Bereit für Ökumene-Fragen
Für die ökumenischen Fragen, die die Arbeit im Land der Reformation mit sich bringt, fühlt sich der Schweizer "etwas vorbereitet" - nicht nur wegen einer Etappe im Päpstlichen Rat für die Einheit der Christen 1997. Schon in Kindertagen, erzählt Perisset, hatte er reformierte Freunde. Zu seiner Heimatdiözese gehört das calvinistisch geprägte Genf; dort begann er nach der Priesterweihe 1964 als Kaplan in der Zentralpfarrei Notre-Dame.
"Monat für Monat haben wir uns als katholische Priester mit reformierten Pastoren und Gläubigen beider Konfessionen getroffen", erzählt er.

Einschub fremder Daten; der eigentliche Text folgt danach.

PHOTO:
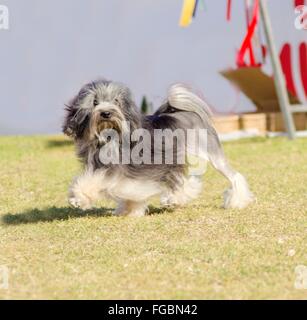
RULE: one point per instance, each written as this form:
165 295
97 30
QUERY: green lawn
201 251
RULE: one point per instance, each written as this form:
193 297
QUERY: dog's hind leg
128 208
238 195
85 190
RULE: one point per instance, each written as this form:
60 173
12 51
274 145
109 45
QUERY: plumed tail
183 98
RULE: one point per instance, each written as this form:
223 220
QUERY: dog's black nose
105 114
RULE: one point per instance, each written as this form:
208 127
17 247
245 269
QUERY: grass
198 252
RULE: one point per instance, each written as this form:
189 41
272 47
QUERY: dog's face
100 105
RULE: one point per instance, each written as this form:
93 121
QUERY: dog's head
98 106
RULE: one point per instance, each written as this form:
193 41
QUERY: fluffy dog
102 105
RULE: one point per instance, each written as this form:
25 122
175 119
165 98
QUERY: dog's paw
80 203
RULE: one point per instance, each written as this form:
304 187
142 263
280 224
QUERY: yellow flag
187 12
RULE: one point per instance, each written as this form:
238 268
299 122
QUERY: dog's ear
76 118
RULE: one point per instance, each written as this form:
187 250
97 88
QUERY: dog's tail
183 98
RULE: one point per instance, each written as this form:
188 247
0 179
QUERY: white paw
80 203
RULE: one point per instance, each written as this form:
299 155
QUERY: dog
105 105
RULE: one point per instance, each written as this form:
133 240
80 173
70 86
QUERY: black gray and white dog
102 105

Bis heute treffe er sich hier und da mit zwei Freunden aus dieser Zeit, mit denen er auch in Briefkontakt steht: der eine reformierter Pastor in der Schweiz, der andere anglikanischer Priester in England. "In Rumänien habe ich dann in den vergangenen zehn Jahren auch die Frömmigkeit und das Kirchenbild der Orthodoxie kennen- und schätzen gelernt." Und auch das Luthertum ist ihm nicht fremd: "Eine meiner Aufgaben im Einheitssekretariat 1997 war die Arbeit an der Gemeinsamen Erklärung über die Rechtfertigungslehre. Dort habe ich die Lutheraner schätzen gelernt."

"Ich werde ihn vertreten, nicht meine eigene Haltung"
Der Erzbischof, während des Zweiten Vatikanischen Konzils
(1962-1965) zum Priester geweiht, spricht mit Hochachtung von diesem großen Kirchentreffen. Trotzdem dürfe man die konziliare Epoche nicht überhöhen: Das Konzil habe die Lehre vertieft, aber nicht neu geschrieben. Und noch heute gelte es, diesen Schritt zu verwirklichen, "mit Enthusiasmus, aber auch mit Vernunft".

Zwei-, dreimal begegnete Perisset in den 1980er und 1990er Jahren dem Kurienkardinal Joseph Ratzinger. Bei einer Buchvorstellung lieferte der Deutsche den dogmatischen Part, der Schweizer den kirchenrechtlichen. Es sei eine Stärke des heutigen Papstes, in seinen Veröffentlichungen immer auch das Kirchenrecht im Blick gehabt zu haben, meint Perisset. Was bedeutet es nun, Botschafter des Papstes in dessen Heimatland zu werden? Der Nuntius spricht von einem Vertrauensbeweis, vor allem von großer Verantwortung: "Ich muss mich immer mehr im Einklang mit ihm fühlen und sein. Ich werde ihn vertreten, nicht meine eigene Haltung."